The composition of plastics is highly toxic, and inadequate measures taken for disposal pose a serious threat to the environment and all that it encompasses. The generation and accumulation of plastic wastes in a community causes environmental pollution which can be manifested in several ways. General waste in a community can be from household items such as polythene bags, packaging items, single-use plastics, and other appliances. The waste generated turns harmful when there is no proper system of disposal. Waste management is aimed at safeguarding the environment and to enhance the quality of living for humans and animals. Waste management is the process of ensuring the collection, segregation, and disposal of waste appropriately. Hazardous wastes are needed to be disposed of away from humans and animals to prevent harm. Environmental pollution factors a major public health issue that can be prevented by proper waste management practices. Several strategies have been adopted for better handling of plastic wastes which include recycling, depositing of wastes on landfills, incineration, and conversion of waste into useful materials. Landfilling occupies productive land and renders it unfit for other applications. Incineration and pyrolytic conversion of waste plastic results in the emission of hazardous atmospheric pollutants including polyaromatic hydrocarbons, CO2 (a greenhouse gas), and persistent organic pollutants like dioxins.

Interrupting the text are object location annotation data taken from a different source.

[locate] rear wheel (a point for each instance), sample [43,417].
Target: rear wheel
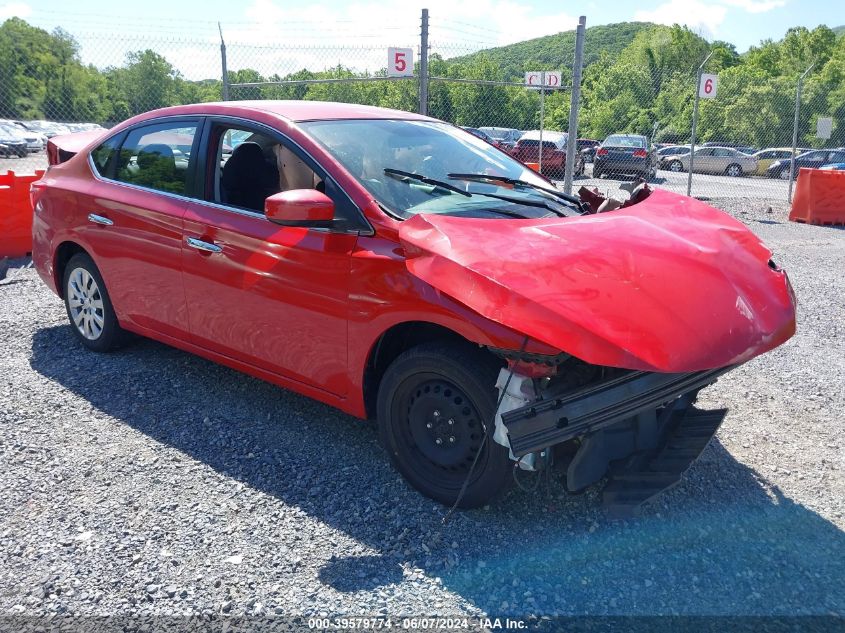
[88,306]
[436,407]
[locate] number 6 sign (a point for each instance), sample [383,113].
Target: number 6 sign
[400,62]
[708,85]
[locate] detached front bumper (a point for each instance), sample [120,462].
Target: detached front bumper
[561,417]
[640,428]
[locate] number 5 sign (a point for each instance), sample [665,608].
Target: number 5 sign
[400,62]
[708,85]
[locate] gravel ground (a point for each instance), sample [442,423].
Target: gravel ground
[152,482]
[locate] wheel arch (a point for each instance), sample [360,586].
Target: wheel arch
[394,341]
[63,254]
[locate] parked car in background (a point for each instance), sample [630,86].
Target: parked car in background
[48,128]
[397,268]
[813,159]
[527,150]
[629,154]
[587,148]
[482,135]
[667,152]
[505,136]
[13,141]
[745,149]
[35,141]
[715,160]
[84,127]
[765,157]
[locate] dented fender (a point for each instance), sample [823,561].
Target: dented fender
[669,284]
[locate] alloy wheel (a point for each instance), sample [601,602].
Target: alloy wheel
[85,304]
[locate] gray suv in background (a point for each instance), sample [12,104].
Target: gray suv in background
[628,154]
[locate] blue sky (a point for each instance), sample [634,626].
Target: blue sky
[355,32]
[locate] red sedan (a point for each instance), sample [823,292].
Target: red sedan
[397,267]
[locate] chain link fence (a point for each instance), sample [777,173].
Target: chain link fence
[642,83]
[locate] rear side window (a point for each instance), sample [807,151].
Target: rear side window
[158,157]
[104,156]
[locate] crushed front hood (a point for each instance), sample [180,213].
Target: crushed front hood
[670,284]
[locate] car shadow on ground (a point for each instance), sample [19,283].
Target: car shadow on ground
[725,541]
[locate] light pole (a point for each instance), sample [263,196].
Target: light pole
[795,130]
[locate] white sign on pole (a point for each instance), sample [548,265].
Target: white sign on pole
[400,62]
[534,79]
[708,85]
[824,126]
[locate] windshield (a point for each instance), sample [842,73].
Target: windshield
[383,154]
[625,141]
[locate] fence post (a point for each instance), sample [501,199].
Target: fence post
[695,120]
[795,131]
[424,63]
[574,101]
[542,115]
[223,62]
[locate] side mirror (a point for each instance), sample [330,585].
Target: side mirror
[300,207]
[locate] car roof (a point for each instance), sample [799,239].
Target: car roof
[292,110]
[548,135]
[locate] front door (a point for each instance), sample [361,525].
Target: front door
[275,297]
[134,221]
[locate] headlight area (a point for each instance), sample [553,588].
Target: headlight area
[639,428]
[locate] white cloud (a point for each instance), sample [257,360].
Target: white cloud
[277,37]
[756,6]
[699,16]
[14,10]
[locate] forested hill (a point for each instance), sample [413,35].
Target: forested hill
[557,51]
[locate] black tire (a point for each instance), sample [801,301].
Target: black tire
[111,336]
[441,391]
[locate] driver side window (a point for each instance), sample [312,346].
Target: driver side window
[251,165]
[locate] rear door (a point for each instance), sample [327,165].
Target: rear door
[134,220]
[272,296]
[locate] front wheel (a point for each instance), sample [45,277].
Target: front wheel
[88,306]
[436,407]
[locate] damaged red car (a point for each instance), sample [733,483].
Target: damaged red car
[399,268]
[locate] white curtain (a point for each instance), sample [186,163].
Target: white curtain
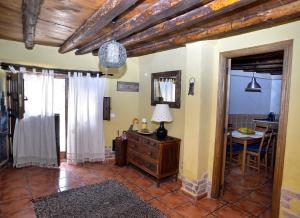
[85,140]
[34,136]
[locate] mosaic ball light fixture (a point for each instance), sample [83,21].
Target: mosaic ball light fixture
[112,54]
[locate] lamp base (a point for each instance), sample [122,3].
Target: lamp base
[161,132]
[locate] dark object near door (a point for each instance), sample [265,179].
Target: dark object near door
[121,151]
[16,93]
[271,117]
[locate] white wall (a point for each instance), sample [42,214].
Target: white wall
[241,102]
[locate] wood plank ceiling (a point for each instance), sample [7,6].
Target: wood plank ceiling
[143,26]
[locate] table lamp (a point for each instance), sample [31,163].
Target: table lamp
[162,114]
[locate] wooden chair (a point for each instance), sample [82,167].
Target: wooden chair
[272,150]
[233,150]
[257,154]
[261,127]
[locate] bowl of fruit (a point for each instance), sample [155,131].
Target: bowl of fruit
[246,130]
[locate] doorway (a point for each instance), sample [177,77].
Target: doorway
[222,117]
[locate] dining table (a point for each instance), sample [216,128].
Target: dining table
[245,140]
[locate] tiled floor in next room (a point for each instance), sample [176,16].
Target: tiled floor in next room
[19,186]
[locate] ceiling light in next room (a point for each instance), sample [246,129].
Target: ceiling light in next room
[253,86]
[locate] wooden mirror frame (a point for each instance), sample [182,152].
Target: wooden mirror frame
[177,75]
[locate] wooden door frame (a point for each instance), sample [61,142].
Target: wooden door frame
[287,47]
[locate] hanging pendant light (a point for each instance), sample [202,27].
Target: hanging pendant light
[253,86]
[112,54]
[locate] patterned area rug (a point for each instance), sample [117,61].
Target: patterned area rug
[107,199]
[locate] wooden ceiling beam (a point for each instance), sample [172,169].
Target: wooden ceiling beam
[201,14]
[259,66]
[261,19]
[30,13]
[256,63]
[101,18]
[151,15]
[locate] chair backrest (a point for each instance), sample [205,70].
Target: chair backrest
[266,140]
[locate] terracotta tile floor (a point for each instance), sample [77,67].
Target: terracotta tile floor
[248,197]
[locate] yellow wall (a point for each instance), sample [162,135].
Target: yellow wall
[14,52]
[199,112]
[291,175]
[195,121]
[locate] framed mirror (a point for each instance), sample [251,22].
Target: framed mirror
[166,88]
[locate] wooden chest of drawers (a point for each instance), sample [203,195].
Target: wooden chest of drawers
[159,158]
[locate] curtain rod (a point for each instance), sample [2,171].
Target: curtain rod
[5,66]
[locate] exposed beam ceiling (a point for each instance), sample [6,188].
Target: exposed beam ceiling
[157,12]
[101,18]
[201,14]
[237,25]
[30,13]
[142,26]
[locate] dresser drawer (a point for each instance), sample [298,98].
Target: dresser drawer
[134,145]
[138,160]
[150,152]
[134,137]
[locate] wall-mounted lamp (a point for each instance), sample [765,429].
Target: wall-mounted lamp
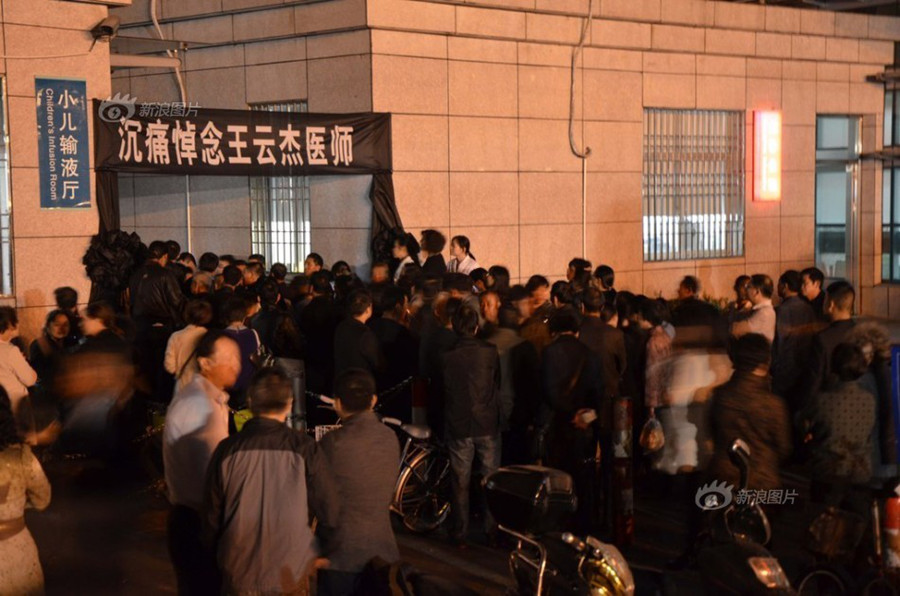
[767,156]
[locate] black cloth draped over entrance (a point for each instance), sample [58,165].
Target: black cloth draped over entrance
[176,139]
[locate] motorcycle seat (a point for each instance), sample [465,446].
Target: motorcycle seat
[417,431]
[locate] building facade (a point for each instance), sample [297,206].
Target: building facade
[480,91]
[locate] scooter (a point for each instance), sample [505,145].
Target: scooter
[529,503]
[732,558]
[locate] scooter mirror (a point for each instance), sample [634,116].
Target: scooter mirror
[739,447]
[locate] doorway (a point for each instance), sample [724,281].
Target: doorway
[837,197]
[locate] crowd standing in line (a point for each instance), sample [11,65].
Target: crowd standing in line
[504,374]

This necessitates us to take proactive measures to significantly reduce waste from the root. This can be done in several ways. One way is to practice and advocate the three R’s: Reduce, reuse, and recycle. Other methods include switching to more eco-friendly alternatives such as jute, fabric, etc. Steps can be taken by the government to set up proper waste management systems and laws can be implemented for the limited production, usage, and circulation of plastic products. The government can run ad-campaigns to create awareness about the harmful effects of plastics, proper methods of waste disposal, and substitutes for plastic products. Workshops can also be conducted in schools and colleges. But more importantly, people in a community have to do self-introspection and adopt practices that benefit them and the environment and should work together to secure a bright future.